We struggle with this. We create our little fiefdoms, our ways of doing things, and woe betide the person who doesn’t follow our rules! I loved this sermon and refer to it often, as it (like the hymn) calls us back to our hearts, our call, and our faith. Here, McDonald Ladd knocks it out of the park (transcribed from the video):
“I am not one to speak against an honest fight; but we need to lean into the real fights of our age. We need to do the work before us, not let another 50 years pass before we ask again what in the world we have been doing all that time while the dream goes unrealized. We need to keep it real – and keeping it real means admitting what we are here for in the first place. In spite of what every congregational satisfaction survey says, we did not come here for the coffee, and we did not even come for the great music. We don’t even come from our excellent ministers. We don’t. We come because we have a deep, aching need for an encounter with the holy that crosses our borders and expands our hearts. We come to be a part of something so much larger than ourselves. And we cannot do that holy work together unless we are really willing to set aside our own need to win and reach out our hands and seek the deeper understanding that comes with difference.”
That’s so important now. We are seeing so much infighting – not just in congregations about fights that don’t matter, but also among active participants in the resistance in fights about the quality and commitment of each other. The second verse in the hymn really got to me here, because I am watching friends struggle to support each other because our individual fears and hurts seem harder to bear than the collective pain we experience.
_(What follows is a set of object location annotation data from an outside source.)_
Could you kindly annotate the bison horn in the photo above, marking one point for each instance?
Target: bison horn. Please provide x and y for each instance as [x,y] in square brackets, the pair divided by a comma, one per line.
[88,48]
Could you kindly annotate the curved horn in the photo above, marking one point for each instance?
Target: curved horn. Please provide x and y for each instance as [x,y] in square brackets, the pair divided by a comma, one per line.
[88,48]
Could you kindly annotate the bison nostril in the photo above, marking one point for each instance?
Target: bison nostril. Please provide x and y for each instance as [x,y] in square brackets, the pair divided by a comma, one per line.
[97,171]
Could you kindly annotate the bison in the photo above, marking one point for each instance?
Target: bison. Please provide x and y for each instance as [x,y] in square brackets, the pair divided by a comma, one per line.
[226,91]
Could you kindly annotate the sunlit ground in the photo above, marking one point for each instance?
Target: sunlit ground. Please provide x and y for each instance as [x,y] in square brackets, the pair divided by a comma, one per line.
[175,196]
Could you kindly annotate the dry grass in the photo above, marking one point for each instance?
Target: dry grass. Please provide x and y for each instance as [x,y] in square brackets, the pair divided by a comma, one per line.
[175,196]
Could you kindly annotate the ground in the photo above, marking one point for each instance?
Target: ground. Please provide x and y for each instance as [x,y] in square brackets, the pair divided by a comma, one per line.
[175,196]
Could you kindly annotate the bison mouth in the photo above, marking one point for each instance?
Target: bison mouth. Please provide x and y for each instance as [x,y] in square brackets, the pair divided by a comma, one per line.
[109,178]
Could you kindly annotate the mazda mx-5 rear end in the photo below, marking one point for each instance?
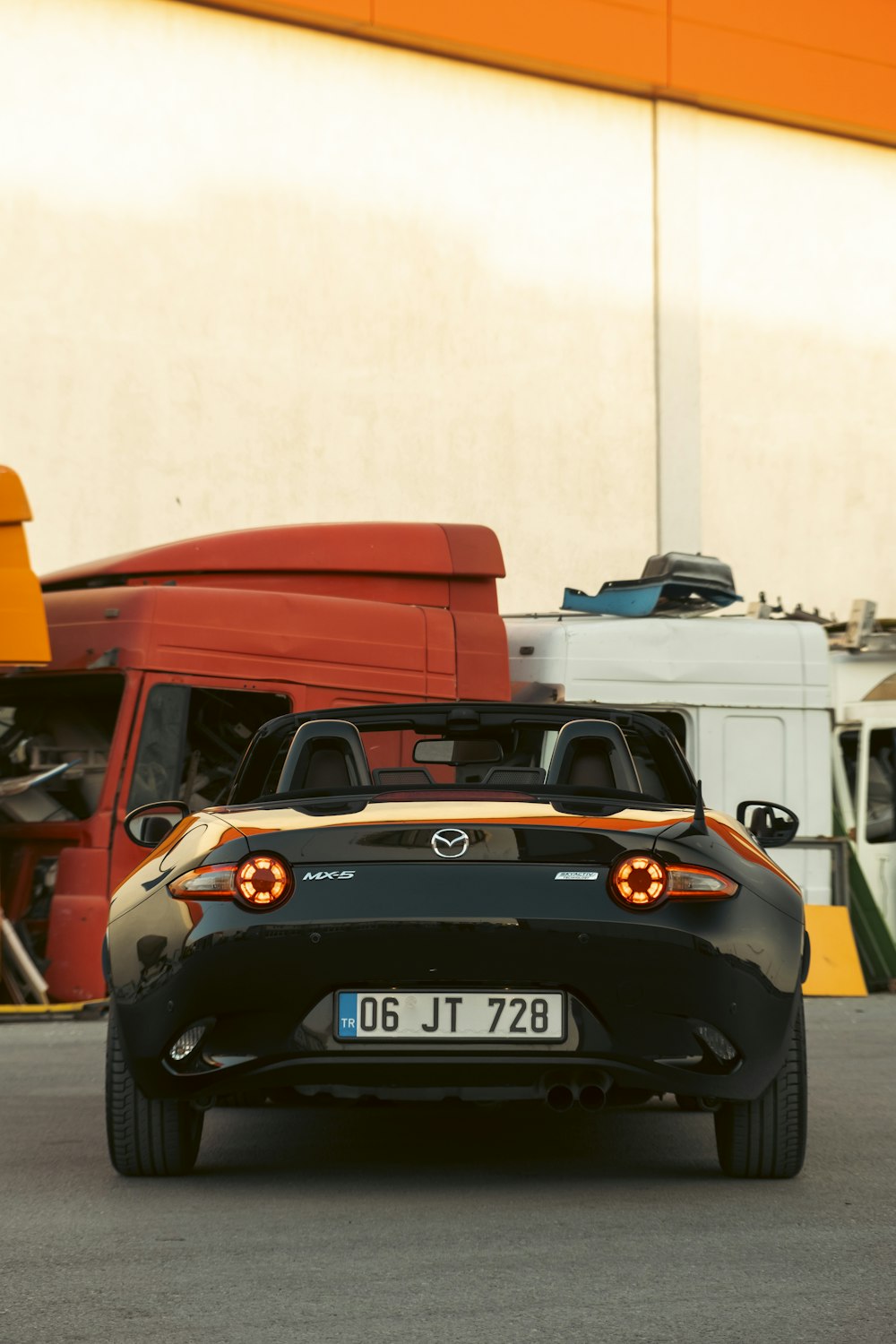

Can we see each other in the midst of this and have the time and patience and compassion to be present?
From the crush of wealth and power something broken in us
all waits the spirit’s silent hour pleading with a poignant call,
bind all my wounds again.
Even now our hearts are wary of the friend we need so much.
When I see the pain you carry, shall I, with a gentle touch,
bind all your wounds again?
When our love for one another makes our burdens light to bear,
find the sister and the brother, hungry for the feast we share;
bind all their wounds again.
Ev’ry time our spirits languish terrified to draw too near,
may we know each other’s anguish and, with love that casts out fear,
bind all our wounds again.
This song, with a really lovely tune I didn’t know, reminds us that we must lead with love.
(I got to the binary language in the third verse and remembered this was written and published at a certain time before we understood gender as a spectrum. Since the lyricist, Kendyl Gibbons, is still an active minister, I bet she’d be amenable to a lyric shift.)